Download or read book Arabesque without End written by Anne Leonard and published by Routledge. This book was released on 2021-10-05 with total page 250 pages. Available in PDF, EPUB and Kindle. Book excerpt: Featuring multidisciplinary research by an international team of leading scholars, this volume addresses the contested aspects of arabesque while exploring its penchant for crossing artistic and cultural boundaries to create new forms. Enthusiastically imported from its Near Eastern sources by European artists, the freely flowing line known as arabesque is a recognizable motif across the arts of painting, music, dance, and literature. From the German Romantics to the Art Nouveau artists, and from Debussy’s compositions to the serpentine choreographies of Loïe Fuller, the chapters in this volume bring together cross-disciplinary perspectives to understand the arabesque across both art historical and musicological discourses.
Download or read book Kinetic Cultures written by Rachana Vajjhala and published by Univ of California Press.

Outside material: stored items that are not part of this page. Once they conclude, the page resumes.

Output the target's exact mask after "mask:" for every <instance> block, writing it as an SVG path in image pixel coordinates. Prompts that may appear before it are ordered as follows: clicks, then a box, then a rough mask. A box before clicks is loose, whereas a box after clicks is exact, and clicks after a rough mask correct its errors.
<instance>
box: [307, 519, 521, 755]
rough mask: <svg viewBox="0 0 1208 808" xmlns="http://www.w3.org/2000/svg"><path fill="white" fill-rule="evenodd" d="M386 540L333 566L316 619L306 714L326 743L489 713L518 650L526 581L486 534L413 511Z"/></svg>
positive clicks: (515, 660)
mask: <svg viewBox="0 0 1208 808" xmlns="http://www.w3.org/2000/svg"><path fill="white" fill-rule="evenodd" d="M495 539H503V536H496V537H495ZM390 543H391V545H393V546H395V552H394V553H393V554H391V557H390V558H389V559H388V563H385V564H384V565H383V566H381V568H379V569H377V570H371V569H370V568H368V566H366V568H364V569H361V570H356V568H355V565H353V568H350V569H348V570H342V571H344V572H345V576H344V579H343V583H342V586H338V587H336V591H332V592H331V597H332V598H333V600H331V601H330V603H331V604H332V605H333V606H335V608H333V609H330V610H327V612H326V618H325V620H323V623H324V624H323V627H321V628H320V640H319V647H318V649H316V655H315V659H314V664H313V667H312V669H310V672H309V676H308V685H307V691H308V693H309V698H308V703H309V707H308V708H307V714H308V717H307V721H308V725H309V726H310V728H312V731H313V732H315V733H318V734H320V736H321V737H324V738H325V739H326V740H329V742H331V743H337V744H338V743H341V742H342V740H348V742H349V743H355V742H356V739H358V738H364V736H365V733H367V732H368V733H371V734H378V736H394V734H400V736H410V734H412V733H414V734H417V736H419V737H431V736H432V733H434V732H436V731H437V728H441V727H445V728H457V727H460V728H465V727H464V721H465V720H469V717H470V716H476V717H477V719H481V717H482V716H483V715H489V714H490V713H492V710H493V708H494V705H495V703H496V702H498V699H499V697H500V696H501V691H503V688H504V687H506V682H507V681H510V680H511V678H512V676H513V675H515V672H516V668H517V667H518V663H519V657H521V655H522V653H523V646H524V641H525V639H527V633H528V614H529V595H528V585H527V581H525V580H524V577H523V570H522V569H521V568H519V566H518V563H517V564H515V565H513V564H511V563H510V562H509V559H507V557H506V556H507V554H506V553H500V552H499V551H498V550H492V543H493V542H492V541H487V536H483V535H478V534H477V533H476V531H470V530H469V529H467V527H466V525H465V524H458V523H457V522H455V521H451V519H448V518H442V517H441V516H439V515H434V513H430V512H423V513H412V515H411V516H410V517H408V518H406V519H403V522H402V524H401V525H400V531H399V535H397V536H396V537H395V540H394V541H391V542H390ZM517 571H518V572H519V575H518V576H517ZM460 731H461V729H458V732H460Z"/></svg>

This book was released on 2023-12-05 with total page 215 pages. Available in PDF, EPUB and Kindle. Book excerpt: Belle époque Paris adored dance. Whether at the music hall or in more refined theaters, audiences flocked to see the spectacles offered to them by the likes of Isadora Duncan, Diaghilev’s flashy company, and an embarrassment of Salomés. After languishing in the shadow of opera for much of the nineteenth century, ballet found itself part of this lively kinetic constellation. In Kinetic Cultures, Rachana Vajjhala argues that far from being mere delectation, ballet was implicated in the larger republican project of national rehabilitation through a rehabilitation of its citizens. By tracing the various gestural complexes of the period—bodybuilding routines, appropriate physical comportment for women, choreographic vocabularies, and more–-Vajjhala presents a new way of understanding histories of dance and music, one that she locates in gesture and movement.